首先需要安装必要的库。我们将安装 transformers 库以加载SAM 3模型和处理器，supervision 库用于标注、绘制和检查，以及 jupyter_bbox_widget 交互式小组件，用于在笔记本中点击图像添加点或绘制边界框。

!pip install --q git+https://github.com/huggingface/transformers supervision jupyter_bbox_widget

设置与导入

安装完成后，导入所需的库。

import io
import torch
import base64
import requests
import matplotlib
import numpy as np
import ipywidgets as widgets
import matplotlib.pyplot as plt

from google.colab import output
from accelerate import Accelerator
from IPython.display import display
from jupyter_bbox_widget import BBoxWidget
from PIL import Image, ImageDraw, ImageFont
from transformers import Sam3Processor, Sam3Model, Sam3TrackerProcessor, Sam3TrackerModel

加载 SAM 3 模型

检查GPU是否可用，然后加载处理器和模型。

device = "cuda" if torch.cuda.is_available() else "cpu"

processor = Sam3Processor.from_pretrained("facebook/sam3")
model = Sam3Model.from_pretrained("facebook/sam3").to(device)

下载示例图像

下载一些示例图像用于后续的分割演示。

!wget -q https://media.roboflow.com/notebooks/examples/birds.jpg
!wget -q https://media.roboflow.com/notebooks/examples/traffic_jam.jpg
!wget -q https://media.roboflow.com/notebooks/examples/basketball_game.jpg
!wget -q https://media.roboflow.com/notebooks/examples/dog-2.jpeg

单图像多文本提示

此示例对同一张图像应用两个不同的文本提示："player in white" 和 "player in blue"。遍历每个提示，合并所有检测结果并一起可视化。

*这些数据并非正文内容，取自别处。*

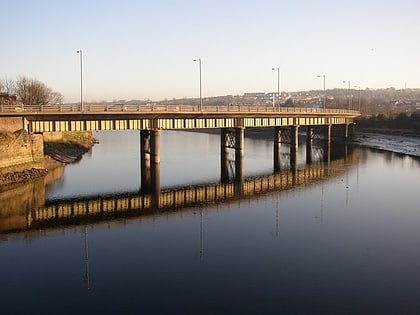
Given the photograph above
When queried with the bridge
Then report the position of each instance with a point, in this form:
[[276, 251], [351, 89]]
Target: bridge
[[151, 119], [170, 201], [50, 118]]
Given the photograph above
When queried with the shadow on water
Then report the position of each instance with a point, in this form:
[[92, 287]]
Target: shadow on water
[[31, 211]]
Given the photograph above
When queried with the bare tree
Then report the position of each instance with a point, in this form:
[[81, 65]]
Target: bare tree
[[33, 92], [7, 91]]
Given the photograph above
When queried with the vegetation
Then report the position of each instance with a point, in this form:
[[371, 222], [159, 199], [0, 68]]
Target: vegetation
[[403, 122], [27, 91]]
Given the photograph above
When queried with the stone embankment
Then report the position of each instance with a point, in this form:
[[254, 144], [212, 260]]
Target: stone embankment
[[68, 149]]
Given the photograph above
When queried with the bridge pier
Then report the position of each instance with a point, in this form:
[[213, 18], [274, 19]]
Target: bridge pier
[[309, 143], [232, 140], [294, 145], [277, 148], [239, 153], [224, 155], [150, 161]]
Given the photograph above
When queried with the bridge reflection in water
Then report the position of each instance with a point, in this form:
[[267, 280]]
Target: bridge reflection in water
[[89, 210]]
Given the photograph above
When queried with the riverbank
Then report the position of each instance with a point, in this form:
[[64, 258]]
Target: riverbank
[[57, 153]]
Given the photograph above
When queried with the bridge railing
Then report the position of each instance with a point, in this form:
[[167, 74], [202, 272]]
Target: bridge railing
[[183, 108]]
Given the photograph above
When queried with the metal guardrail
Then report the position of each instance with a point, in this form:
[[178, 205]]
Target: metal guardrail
[[178, 108]]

prompts = ["player in white", "player in blue"]
IMAGE_PATH = "/content/basketball_game.jpg"

# 加载图像
image = Image.open(IMAGE_PATH).convert("RGB")

all_masks = []
all_boxes = []
all_scores = []

total_objects = 0

for prompt in prompts:
    inputs = processor(
        images=image,
        text=prompt,
        return_tensors="pt"
    ).to(device)

    with torch.no_grad():
        outputs = model(**inputs)

    results = processor.post_process_instance_segmentation(
        outputs,
        threshold=0.5,
        mask_threshold=0.5,
        target_sizes=inputs["original_sizes"].tolist()
    )[0]

    num_objects = len(results["masks"])
    total_objects += num_objects

    print(f"为提示 '{prompt}' 找到 {num_objects} 个对象")

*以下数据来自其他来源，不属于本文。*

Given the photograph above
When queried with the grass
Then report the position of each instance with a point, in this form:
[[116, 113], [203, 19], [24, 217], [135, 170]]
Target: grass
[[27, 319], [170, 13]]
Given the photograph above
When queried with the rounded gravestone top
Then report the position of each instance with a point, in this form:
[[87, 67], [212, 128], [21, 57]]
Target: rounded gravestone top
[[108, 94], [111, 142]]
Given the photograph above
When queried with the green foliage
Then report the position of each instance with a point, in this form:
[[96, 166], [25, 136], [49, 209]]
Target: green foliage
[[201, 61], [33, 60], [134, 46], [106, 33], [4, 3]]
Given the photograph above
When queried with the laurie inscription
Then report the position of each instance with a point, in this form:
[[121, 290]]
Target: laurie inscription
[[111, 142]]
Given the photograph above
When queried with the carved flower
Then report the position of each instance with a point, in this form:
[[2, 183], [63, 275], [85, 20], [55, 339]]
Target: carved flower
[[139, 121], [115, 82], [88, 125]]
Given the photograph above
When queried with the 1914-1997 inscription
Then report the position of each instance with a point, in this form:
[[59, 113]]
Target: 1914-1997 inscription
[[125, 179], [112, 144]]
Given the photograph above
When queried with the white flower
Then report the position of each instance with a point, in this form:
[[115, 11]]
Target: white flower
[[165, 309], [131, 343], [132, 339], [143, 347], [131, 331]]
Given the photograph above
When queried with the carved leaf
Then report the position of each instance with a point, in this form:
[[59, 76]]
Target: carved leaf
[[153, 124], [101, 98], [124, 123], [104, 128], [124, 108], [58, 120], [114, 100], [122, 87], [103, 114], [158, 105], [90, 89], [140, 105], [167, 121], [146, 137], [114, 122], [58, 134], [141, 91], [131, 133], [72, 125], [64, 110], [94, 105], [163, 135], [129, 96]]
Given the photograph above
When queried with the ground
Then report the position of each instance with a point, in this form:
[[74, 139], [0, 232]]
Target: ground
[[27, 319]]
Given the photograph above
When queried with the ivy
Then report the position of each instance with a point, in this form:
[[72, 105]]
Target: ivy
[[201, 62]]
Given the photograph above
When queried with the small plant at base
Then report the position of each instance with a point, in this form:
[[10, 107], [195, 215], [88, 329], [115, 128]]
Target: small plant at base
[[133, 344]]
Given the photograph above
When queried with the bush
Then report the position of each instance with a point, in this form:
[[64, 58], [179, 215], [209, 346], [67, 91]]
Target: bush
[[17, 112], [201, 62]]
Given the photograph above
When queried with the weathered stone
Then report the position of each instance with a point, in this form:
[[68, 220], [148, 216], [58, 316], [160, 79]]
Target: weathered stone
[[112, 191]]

    all_masks.append(results["masks"])
    all_boxes.append(results["boxes"])
    all_scores.append(results["scores"])

results = {
    "masks": torch.cat(all_masks, dim=0),
    "boxes": torch.cat(all_boxes, dim=0),
    "scores": torch.cat(all_scores, dim=0),
}

print(f"\n所有提示共找到对象总数: {total_objects}")

输出:

为提示 'player in white' 找到 5 个对象
为提示 'player in blue' 找到 6 个对象

所有提示共找到对象总数: 11

生成标签并可视化结果。

labels = []
for prompt, scores in zip(prompts, all_scores):
    labels.extend([prompt] * len(scores))

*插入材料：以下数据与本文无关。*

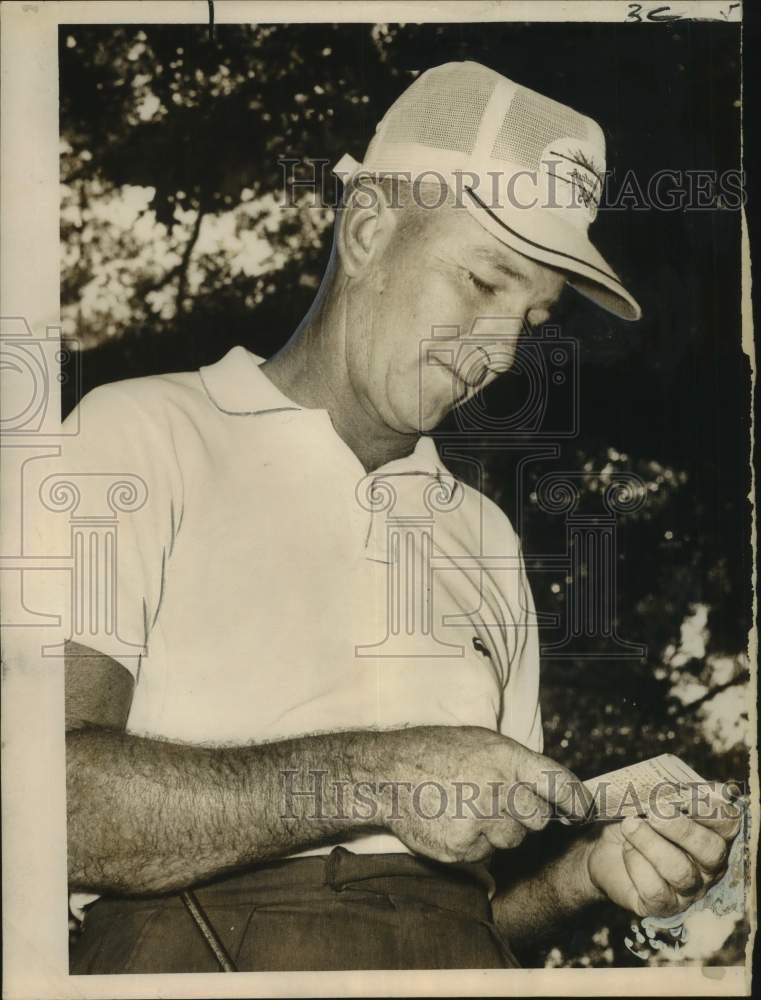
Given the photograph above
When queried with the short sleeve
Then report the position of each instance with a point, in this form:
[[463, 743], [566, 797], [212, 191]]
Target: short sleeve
[[522, 716], [518, 637], [116, 484]]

# 假设 overlay_masks_boxes_scores 是一个已定义的可视化辅助函数
# overlay_masks_boxes_scores(
#     image=image,
#     masks=results["masks"],
#     boxes=results["boxes"],
#     scores=results["scores"],
#     labels=labels,
#     score_threshold=0.5,
#     alpha=0.45,
# )

多图像批量推理

此示例同时处理两张图像，并为每张图像提供独立的文本提示，实现并行处理。

cat_url = "http://images.cocodataset.org/val2017/000000077595.jpg"
kitchen_url = "http://images.cocodataset.org/val2017/000000136466.jpg"

images = [
    Image.open(requests.get(cat_url, stream=True).raw).convert("RGB"),
    Image.open(requests.get(kitchen_url, stream=True).raw).convert("RGB")
]

text_prompts = ["ear", "dial"]

inputs = processor(images=images, text=text_prompts, return_tensors="pt").to(device)

with torch.no_grad():
    outputs = model(**inputs)

# 对两张图像的结果进行后处理
results = processor.post_process_instance_segmentation(
    outputs,
    threshold=0.5,
    mask_threshold=0.5,
    target_sizes=inputs.get("original_sizes").tolist()
)

print(f"图像 1: 找到 {len(results[0]['masks'])} 个对象")
print(f"图像 2: 找到 {len(results[1]['masks'])} 个对象")

输出:

图像 1: 找到 2 个对象
图像 2: 找到 7 个对象

单边界框提示

此示例使用边界框代替文本提示，为模型提供空间位置信息。

# 加载图像
image_url = "http://images.cocodataset.org/val2017/000000077595.jpg"
image = Image.open(requests.get(image_url, stream=True).raw).convert("RGB")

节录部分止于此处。